This year's AL MVP, Mike Trout, led the league in Fangraphs' WAR metric, edging out second-place finisher Alex Bregman. Marcus Semien, third in the AL in WAR, finished third. Cody Bellinger and Christian Yelich, the NL's top two MVP finishers, tied in WAR atop the league. You can use this information to say that the metric is getting it right, properly identifying the league's most valuable contributors. Or, you can deem it dissatisfying that the nomination process for the league's most important honor might as well have been "scrolling very slightly down a website's leaderboard."

Every year, WAR can be used to make an air-tight case that Trout deserves the MVP. Based on its computations, he will win for the next several seasons, too. It's a monstrous MLB problem that Trout never feels truly relevant in this game, but it's most exposed here. He can be the league's dominant force, but how can he also be the most valuable contributor in yet another season where he didn't dent the postseason, a national television audience, or one single water cooler conversation outside Orange County?
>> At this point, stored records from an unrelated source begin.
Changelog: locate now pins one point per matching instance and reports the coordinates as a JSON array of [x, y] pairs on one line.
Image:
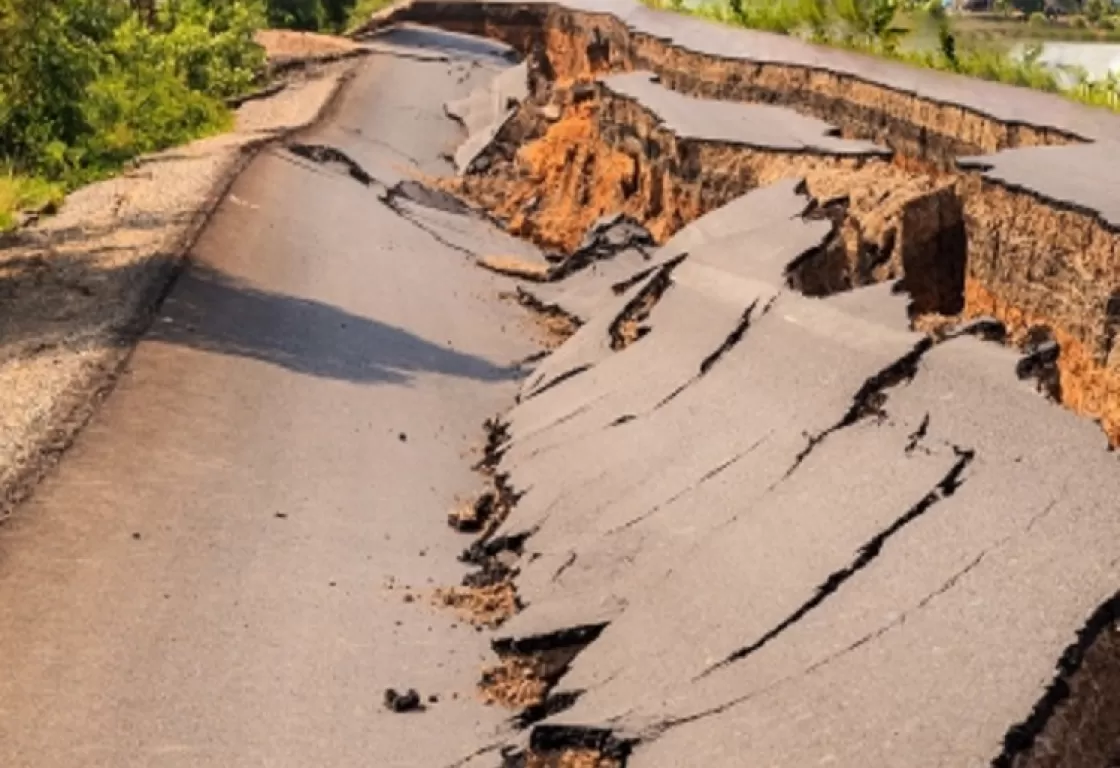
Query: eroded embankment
[[960, 244], [580, 44], [970, 245]]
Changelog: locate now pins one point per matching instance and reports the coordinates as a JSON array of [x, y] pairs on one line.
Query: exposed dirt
[[514, 267], [1026, 259], [552, 325], [570, 758], [488, 606], [515, 683], [580, 45], [961, 246], [76, 289], [290, 44]]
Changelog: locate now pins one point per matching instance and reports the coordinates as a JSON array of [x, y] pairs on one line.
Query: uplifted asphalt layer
[[789, 579], [216, 574], [773, 128]]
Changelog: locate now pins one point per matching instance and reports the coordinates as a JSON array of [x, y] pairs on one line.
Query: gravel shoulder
[[77, 288]]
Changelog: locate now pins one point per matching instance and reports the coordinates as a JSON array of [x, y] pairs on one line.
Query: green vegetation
[[86, 85], [22, 193], [922, 35]]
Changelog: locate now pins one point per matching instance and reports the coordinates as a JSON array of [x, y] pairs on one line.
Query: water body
[[1097, 58]]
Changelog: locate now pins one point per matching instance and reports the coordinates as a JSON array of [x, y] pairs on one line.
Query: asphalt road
[[204, 581]]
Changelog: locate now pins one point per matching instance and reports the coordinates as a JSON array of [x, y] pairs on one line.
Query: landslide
[[964, 246], [961, 245]]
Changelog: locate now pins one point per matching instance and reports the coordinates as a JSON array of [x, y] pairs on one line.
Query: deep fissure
[[868, 552]]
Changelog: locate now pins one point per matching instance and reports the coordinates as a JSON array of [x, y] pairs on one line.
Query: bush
[[87, 84]]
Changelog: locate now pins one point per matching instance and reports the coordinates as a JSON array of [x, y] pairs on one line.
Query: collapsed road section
[[817, 474]]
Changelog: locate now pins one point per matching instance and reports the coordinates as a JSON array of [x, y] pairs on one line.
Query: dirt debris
[[515, 267], [515, 683], [485, 607], [553, 325], [570, 758], [402, 702], [287, 44]]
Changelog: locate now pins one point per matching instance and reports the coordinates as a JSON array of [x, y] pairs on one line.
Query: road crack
[[867, 553]]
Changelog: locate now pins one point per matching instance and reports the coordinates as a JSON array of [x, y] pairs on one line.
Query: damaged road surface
[[218, 572], [812, 468]]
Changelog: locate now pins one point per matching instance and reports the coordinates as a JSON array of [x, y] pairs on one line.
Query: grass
[[362, 10], [917, 37], [20, 194]]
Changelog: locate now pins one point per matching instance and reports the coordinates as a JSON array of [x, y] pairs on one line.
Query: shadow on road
[[208, 310], [53, 300]]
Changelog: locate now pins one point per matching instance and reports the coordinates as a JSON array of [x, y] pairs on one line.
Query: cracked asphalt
[[808, 534], [216, 573]]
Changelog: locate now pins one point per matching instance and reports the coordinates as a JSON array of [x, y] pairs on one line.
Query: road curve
[[204, 580]]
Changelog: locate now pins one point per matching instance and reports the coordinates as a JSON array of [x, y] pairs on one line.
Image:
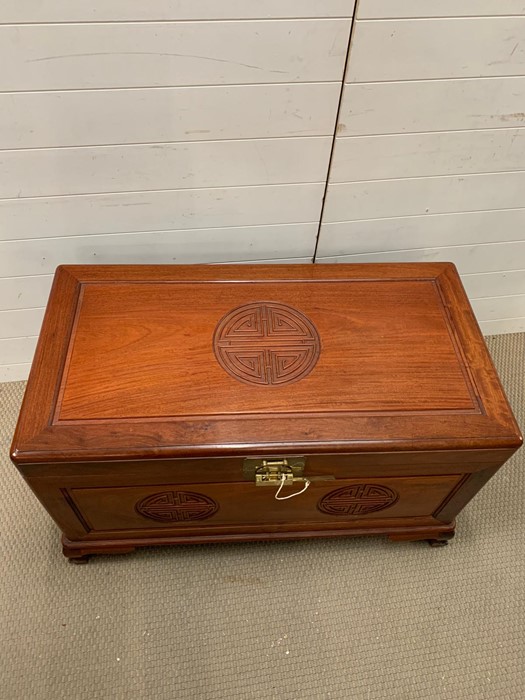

Consider me a rarity. I am awed constantly by Mike Trout's greatness. He is, beyond a shadow of a doubt, the game's best player. He was this season. He will be again. He owned this decade. But my idea of value is better embodied by LeMahieu: consistently excellent, objectively better when he was required to be, and the glue of a patchwork roster that had no business winning 85 games, but instead won 103. I understand that he's not the MVP; I have plenty of sportswriters, and one definitive digit, to tell me so.

But I miss the days when we could talk about it.